I shrug, aiming for casual even as my heart slams against my ribs like it’s trying to escape my chest and throw itself at his feet. Because that’s the truth—every part of me wants to crossthis impossible chasm between us. To believe fairy tales exist outside snow globes.

“What else could it be? You were about to propose to someone else two weeks ago.”

He runs a hand through his hair, messing up that perfect style in a way that tightens something low in my belly. A simple gesture I’d give anything to witness every morning across a breakfast table.

“I was proposing to a perfect image that wasn’t real.
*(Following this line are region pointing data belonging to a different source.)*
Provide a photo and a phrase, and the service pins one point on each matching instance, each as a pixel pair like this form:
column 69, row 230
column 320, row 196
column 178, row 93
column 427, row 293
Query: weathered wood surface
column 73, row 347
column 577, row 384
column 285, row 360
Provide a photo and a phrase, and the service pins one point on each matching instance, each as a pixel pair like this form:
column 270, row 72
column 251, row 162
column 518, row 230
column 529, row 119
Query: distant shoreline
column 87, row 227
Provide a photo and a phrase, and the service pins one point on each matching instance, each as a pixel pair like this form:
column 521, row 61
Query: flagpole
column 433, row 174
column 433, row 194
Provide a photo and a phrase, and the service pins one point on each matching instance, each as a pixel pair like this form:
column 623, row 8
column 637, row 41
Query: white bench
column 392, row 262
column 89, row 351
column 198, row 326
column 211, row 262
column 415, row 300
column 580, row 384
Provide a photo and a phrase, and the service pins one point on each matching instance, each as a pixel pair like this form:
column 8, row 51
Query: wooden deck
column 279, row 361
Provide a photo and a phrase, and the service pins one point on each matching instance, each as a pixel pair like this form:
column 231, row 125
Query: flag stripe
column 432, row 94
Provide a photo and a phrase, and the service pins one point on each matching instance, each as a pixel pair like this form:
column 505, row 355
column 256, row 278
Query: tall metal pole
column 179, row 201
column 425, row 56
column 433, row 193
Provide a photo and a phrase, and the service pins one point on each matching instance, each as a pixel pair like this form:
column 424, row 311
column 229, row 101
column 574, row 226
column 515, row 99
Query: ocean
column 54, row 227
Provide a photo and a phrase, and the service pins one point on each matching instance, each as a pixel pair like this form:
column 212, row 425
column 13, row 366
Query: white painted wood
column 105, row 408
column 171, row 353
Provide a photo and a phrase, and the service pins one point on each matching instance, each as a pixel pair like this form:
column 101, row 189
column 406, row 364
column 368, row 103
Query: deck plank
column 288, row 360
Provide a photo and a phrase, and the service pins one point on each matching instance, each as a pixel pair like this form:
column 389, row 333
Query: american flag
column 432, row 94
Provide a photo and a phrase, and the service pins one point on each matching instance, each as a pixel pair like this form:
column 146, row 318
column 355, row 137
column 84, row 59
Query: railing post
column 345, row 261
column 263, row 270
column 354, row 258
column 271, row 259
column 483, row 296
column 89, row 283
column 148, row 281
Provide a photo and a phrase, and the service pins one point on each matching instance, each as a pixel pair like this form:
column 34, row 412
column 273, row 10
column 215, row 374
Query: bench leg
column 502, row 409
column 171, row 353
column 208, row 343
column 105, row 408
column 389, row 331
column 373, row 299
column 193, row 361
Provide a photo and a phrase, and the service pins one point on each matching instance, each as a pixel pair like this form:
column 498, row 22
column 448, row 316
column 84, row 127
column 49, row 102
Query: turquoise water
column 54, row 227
I realize that now.”

“I need to go.” I take a step back, clutching my clipboard like it’s the only thing keeping me upright.

“You’re afraid,” he says, and the simple truth of it stops me cold. “Of this being real.”

I want to scream the truth. I love you so much, it terrifies me. I love you beyond reason, beyond sense, beyond self-preservation. And that’s why I can’t do this.

“I’m not afraid. I’m practical. People like you don’t end up with people like me. That’s just basic math. Look at us.” My laugh sounds hollow, foreign, like it’s coming from someone else’s body. “You in your perfect suit, me in my cargo uniform. This isn’t a romance. It’s a cautionary tale.”

I want to tell him I see everything that could be. Every moment of happiness, every lazy Sunday morning, every argument over my snow globe collection taking over his minimalist apartment. I see it all so clearly, it burns.

And I see what comes after—the slow realization in his eyes that I don’t fit in his world. The growing distance. The inevitable end that would destroy me so completely I’d never recover.